Failing RAID 5 rebuild / upgrade
I've been attempting to upgrade / rebuild a RAID 5 array since Wendnesday. For those reading later on, it's Sunday now.
I'm trying to migrate my data from a 3x1TB to a 3x2TB. I don't have enough SATA ports to have both arrays up, even if they're both running degraded with 2 drives each.
It has nearly rebuilt acouple of times, but it keeps failing near the end (around 99%).
I was able to catch the error message with dmesg | tail
Code:
[24817.339543] ata4.00: exception Emask 0x0 SAct 0x0 SErr 0x0 action 0x0
[24817.344244] ata4.00: irq_stat 0x40000001
[24817.348939] ata4.00: failed command: READ DMA EXT
[24817.353637] ata4.00: cmd 25/00:00:f0:0b:d5/00:04:6c:00:00/e0 tag 0 dma 524288 in
[24817.353638] res 51/40:2f:b1:0f:d5/00:00:6c:00:00/e0 Emask 0x9 (media error)
[24817.372326] ata4.00: status: { DRDY ERR }
[24817.377020] ata4.00: error: { UNC }
[24817.389240] ata4.00: configured for UDMA/133
[24817.393942] ata4: EH complete
If it fails again this time (I'm at 95.5%) I'm going to try to run the array degraded and copy over the data to a new 2TB RAID1 1x2TB.
If that works i'll then add another drive to the RAID1.
I've read that converting a 2-disk RAID1 to a 3-disk RAID5 is possible.
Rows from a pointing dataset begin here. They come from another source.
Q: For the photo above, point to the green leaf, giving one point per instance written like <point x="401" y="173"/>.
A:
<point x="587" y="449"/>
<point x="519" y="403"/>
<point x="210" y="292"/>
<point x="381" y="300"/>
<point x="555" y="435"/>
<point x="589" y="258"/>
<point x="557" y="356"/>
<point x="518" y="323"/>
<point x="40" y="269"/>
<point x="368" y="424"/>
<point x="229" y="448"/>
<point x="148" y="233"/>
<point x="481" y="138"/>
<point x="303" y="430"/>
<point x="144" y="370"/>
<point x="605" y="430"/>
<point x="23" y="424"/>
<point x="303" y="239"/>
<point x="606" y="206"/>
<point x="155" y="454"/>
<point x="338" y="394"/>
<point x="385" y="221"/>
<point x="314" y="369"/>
When i get to that point i'll need some guidance.
Until then, any translation of the error messages would be appreciated.
Re: Failing RAID 5 rebuild / upgrade
Hold on. What is it that you are trying to do exactly? Move from 3x1TB to 3x2TB array?
If that is the case and your 3x1TB array is working fine at the moment, you don't need both arrays up at the same time in parallel. Use this article by the forum member rubylaser to replace all disks with bigger ones, one by one. This is VERY IMPORTANT, you replace them one by one and LET THE ARRAY SYNC before replacing the next disk. Do not just do it one after the other, It needs to fully sync before replacing the next disk.
http://zackreed.me/articles/69-mdadm...th-larger-ones
Re: Failing RAID 5 rebuild / upgrade
That's what i started out trying... one of the disks is giving me read errors, and I'm not sure which one... it just finished the rebuild of the original array, so im back to square one, but... i think there's enough of a problem with one of these disks that i can't use it to rebuild onto a new disk. I've tried twice, i think i removed different disks, but each time the rebuild failed with one new disk and 2 originals. That's why i'm thinking about pulling a disk, and instead of rebuilding the array with a new larger disk, i can copy the data from the old disks to a new 1 disk RAID 1. also, (i think) this leaves me able to just pop in those 3 original disks and they should all resync with data intact. Not so sure they'll be left in a recoverable state if i replace one at a time...
my resyncs on the old array with a new disk are taking about 8 hours. so far i've waited thru this twice with a last second failure. Then i had to rebuild the original disks, and that failed once too... so... my thinking at this point is to get all the data onto a new disk and then turn that into a new RAID5... That would at least take the failing disk out of the equation.
Is what i'm proposing just a bad idea? Is there any way to tell which disk is giving read errors? I REALLY don't want to wait this out again just to have another failure...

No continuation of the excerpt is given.